The discharge of a seated juror is governed by CPL 270.35, which states in pertinent part, as follows: "If at any time after the trial jury has been sworn and before the rendition of its verdict, a juror is unable to continue serving by reason of *599illness or other incapacity, or for any other reason is unavailable for continued service, or the court finds, from facts unknown at the time of the selection of the jury, that a juror is grossly unqualified to serve in the case or has engaged in misconduct of a substantial nature, but not warranting the declaration of a mistrial, the court must discharge such a juror” (emphasis added). It is clear that neither the "grossly unqualified to serve” standard nor the "substantial misconduct” standard applies to this case. The question, therefore, is whether the court was correct in discharging the juror because the juror was "unable to continue serving by reason of illness or other incapacity, or for any other reason [was] unavailable for continued service.” (CPL 270.35.) The court erred.

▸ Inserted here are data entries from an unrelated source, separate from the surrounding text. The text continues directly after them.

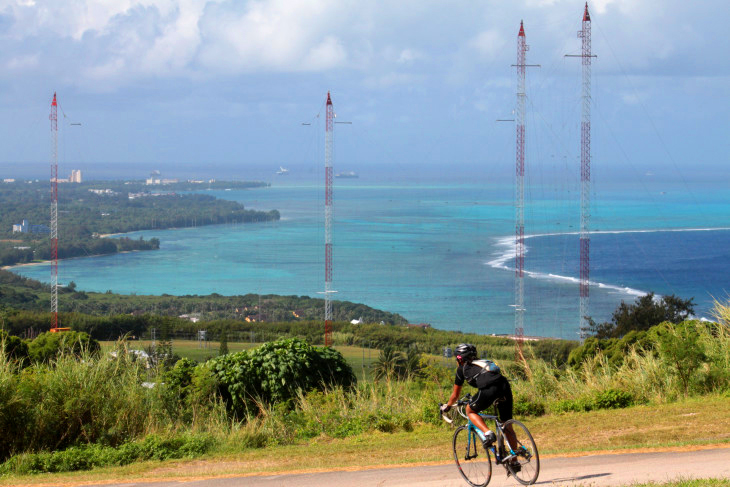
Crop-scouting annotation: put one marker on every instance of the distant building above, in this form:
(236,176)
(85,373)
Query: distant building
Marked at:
(26,227)
(155,178)
(418,325)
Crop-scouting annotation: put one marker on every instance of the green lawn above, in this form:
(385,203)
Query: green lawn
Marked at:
(360,359)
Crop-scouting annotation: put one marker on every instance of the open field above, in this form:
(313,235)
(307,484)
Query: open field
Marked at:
(699,423)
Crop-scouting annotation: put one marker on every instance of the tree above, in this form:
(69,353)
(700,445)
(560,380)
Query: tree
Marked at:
(390,364)
(646,312)
(224,344)
(678,346)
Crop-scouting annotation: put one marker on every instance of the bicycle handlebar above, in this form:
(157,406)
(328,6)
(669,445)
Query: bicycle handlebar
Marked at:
(459,406)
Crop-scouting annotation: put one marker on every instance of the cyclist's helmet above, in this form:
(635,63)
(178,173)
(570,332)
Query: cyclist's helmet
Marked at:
(465,352)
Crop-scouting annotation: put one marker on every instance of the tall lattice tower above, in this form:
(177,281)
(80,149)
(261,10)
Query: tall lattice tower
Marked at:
(54,214)
(328,201)
(520,194)
(585,170)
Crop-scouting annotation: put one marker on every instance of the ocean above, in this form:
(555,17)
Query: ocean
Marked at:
(442,251)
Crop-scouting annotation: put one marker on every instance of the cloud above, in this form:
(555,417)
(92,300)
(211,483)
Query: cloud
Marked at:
(488,43)
(278,35)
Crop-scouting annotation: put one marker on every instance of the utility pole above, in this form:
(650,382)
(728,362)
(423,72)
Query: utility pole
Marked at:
(54,215)
(520,195)
(521,66)
(328,203)
(585,172)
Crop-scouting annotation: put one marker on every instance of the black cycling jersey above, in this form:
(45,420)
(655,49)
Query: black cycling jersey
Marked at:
(475,375)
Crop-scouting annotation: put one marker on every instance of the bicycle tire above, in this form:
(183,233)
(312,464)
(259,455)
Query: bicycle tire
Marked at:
(527,456)
(472,459)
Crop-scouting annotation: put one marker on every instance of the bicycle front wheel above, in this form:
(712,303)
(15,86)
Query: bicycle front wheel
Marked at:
(525,465)
(472,459)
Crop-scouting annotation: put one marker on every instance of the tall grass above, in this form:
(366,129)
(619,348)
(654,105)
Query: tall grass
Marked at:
(100,401)
(646,375)
(72,401)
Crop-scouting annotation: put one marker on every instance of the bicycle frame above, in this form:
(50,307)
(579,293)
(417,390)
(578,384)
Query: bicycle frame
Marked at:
(501,442)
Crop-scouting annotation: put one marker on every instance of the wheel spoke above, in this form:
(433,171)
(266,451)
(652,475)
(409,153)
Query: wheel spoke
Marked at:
(525,462)
(476,465)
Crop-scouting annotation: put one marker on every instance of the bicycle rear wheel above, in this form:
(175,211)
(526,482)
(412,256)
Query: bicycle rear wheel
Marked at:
(525,465)
(472,459)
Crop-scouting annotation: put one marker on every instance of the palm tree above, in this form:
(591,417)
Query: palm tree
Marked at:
(390,363)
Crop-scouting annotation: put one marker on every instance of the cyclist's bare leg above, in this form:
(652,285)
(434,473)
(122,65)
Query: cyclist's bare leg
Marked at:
(510,434)
(476,419)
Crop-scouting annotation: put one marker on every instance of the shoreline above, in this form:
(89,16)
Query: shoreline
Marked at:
(41,262)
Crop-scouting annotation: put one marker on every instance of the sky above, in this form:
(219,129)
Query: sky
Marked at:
(207,84)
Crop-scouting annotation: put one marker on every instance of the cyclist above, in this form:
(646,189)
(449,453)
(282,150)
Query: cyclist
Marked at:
(492,386)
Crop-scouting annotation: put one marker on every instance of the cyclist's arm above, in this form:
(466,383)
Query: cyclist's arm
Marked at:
(454,396)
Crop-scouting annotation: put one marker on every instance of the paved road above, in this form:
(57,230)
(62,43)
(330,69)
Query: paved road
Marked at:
(598,470)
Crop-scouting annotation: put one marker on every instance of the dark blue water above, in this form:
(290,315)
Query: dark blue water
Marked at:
(441,253)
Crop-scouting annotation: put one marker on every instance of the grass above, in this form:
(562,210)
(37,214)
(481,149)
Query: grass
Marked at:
(360,359)
(649,428)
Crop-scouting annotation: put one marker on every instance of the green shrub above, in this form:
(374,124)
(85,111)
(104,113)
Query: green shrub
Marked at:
(85,457)
(612,399)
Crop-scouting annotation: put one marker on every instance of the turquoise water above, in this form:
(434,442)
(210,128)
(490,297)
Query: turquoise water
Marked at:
(441,253)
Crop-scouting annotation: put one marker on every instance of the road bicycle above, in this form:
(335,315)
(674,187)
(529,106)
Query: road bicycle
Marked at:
(474,461)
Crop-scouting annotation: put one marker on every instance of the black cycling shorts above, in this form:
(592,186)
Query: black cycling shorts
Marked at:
(485,398)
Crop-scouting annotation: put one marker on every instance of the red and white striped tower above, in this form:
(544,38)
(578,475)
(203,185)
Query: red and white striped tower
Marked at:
(328,200)
(585,170)
(520,192)
(54,214)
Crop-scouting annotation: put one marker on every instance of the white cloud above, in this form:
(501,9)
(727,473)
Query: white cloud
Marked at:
(278,35)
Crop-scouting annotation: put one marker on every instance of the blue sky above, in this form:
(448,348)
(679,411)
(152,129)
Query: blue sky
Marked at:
(209,83)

Similar to the provision pertaining to the discharge of a juror found to be grossly unqualified, the provision at issue in this case was also intended to secure the right to be tried by a jury in whose selection the defendant has had a voice (see, People v Page, 72 NY2d 69, 72-73). Moreover, we have recently held that although the statute "does not define 'illness or other incapacity’ * * * the language should be construed in accordance with its common, everyday meaning, thereby permitting the court, in the exercise of its discretion, to make a determination * * * on a case-by-case basis” (People v Washington, 131 AD2d 118, 120, affd 72 NY2d 69; People v Rosa, 138 AD2d 753, 755, lv denied 72 NY2d 866).

When construed in terms of their common everyday meaning, and tempered by the consideration of the fundamental nature of the right involved, we are of the view, as we were in People v Rosa (supra, at 755), "that the statutory phrases 'incapacity’ and 'unavailability] for continued service’ do not embrace the circumstances with which the court was confronted in this case”. A juror’s own convenience is not a sufficient reason to render him unavailable for continued service. Mangano, J. P., Brown, Eiber and Harwood, JJ., concur.